- Brent hits highest since March 2020; WTI at Feb 2020 levels.
- OPEC+ set for meeting to discuss Feb production levels.
- Most OPEC+ experts against Feb oil output rise – sources.
LONDON: Oil prices touched multi-month highs on Monday on expectations OPEC and allied producers may cap output at current levels in February and on hopes that vaccines may curb the spread of the novel coronavirus and drive an economic rebound.
As prices rose in line with broader financial markets, Brent crude futures reached $53.33 a barrel, the highest since March 2020. US West Texas Intermediate (WTI) crude touched $49.83 a barrel, the highest since February 2020.
By 1120 GMT, March Brent crude futures were at $52.52 a barrel, up 72 cents, or 1.4%, and February WTI crude futures rose 42 cents, or 0.9%, to $48.94 a barrel.
"Price action today suggests that the market is assuming that OPEC+ keeps the level of cuts unchanged for the upcoming month," said ING commodities strategist Warren Patterson.
OPEC and allies, a group known as OPEC+, will meet on Monday. Most OPEC+ officials voiced opposition to increasing oil output from February when they met on Sunday, three OPEC+ sources told Reuters on Monday.
In December, OPEC+ decided to increase production by 0.5 million barrels per day (bpd) from January as part of a 2 million bpd gradual rise this year, but some members have questioned the need to release more oil because of an upsurge in the COVID-19 pandemic.

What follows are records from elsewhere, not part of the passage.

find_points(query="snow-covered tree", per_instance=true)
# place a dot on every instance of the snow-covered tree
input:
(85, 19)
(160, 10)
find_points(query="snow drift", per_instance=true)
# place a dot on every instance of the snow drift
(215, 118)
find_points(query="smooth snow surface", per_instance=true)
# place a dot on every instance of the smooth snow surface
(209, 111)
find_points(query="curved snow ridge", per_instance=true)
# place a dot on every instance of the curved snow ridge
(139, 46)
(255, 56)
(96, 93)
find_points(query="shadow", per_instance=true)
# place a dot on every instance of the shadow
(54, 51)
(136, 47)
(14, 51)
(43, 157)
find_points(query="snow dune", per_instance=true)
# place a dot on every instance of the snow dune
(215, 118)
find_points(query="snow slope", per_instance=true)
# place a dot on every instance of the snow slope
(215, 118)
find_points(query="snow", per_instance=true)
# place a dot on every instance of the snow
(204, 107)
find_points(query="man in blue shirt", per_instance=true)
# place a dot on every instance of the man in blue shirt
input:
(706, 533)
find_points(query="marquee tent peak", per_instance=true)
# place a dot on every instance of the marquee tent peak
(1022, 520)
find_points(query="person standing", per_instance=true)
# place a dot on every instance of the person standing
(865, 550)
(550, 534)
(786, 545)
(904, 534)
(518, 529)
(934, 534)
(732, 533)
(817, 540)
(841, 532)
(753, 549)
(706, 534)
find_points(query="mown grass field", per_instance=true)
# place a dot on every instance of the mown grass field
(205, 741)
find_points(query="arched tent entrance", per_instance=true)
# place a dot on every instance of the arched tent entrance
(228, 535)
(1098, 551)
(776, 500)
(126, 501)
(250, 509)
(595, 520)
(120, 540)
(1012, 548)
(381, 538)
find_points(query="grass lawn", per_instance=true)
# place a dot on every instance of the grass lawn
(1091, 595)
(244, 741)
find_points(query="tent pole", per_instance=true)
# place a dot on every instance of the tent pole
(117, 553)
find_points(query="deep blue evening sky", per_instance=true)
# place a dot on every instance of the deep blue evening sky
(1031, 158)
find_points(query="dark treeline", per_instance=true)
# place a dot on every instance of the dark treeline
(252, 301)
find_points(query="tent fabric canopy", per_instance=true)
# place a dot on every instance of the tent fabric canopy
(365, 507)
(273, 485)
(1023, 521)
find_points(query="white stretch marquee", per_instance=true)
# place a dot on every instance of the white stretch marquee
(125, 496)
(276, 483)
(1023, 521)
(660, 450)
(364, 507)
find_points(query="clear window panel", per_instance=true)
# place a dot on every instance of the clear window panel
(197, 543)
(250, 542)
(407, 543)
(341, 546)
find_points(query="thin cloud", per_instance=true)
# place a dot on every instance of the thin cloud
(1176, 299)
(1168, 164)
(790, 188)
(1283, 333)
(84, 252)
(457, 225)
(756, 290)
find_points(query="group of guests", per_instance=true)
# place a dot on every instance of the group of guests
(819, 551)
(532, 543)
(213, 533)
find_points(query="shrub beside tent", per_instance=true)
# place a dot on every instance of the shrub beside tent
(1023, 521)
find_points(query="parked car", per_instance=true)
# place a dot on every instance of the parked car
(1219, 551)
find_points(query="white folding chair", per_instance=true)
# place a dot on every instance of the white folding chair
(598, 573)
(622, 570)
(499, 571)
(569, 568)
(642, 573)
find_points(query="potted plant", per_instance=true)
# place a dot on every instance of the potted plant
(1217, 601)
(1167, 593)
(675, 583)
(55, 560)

"The start of the new year is presenting challenges to the OPEC+ group, as the balance of risks to oil demand recovery has changed," BNP Paribas analyst Harry Tchilinguirian said.
Kuwait's oil minister said that he expected a gradual recovery in oil demand, particularly in the second half of 2021, as many countries start to distribute coronavirus vaccines.
Britain began vaccinating its population with the COVID-19 shot developed by Oxford University and AstraZeneca on Monday.
Tensions in the Middle East also supported oil prices after an "interaction" between Iranian authorities and a merchant vessel in the Strait of Hormuz led the ship to alter its course and proceed into Iranian waters.
Saudi-owned Al Arabiya TV said a South Korean-flagged tanker carrying chemicals had been seized by Iran.
Oil also drew strength from a weaker dollar and strong manufacturing activities in Asia.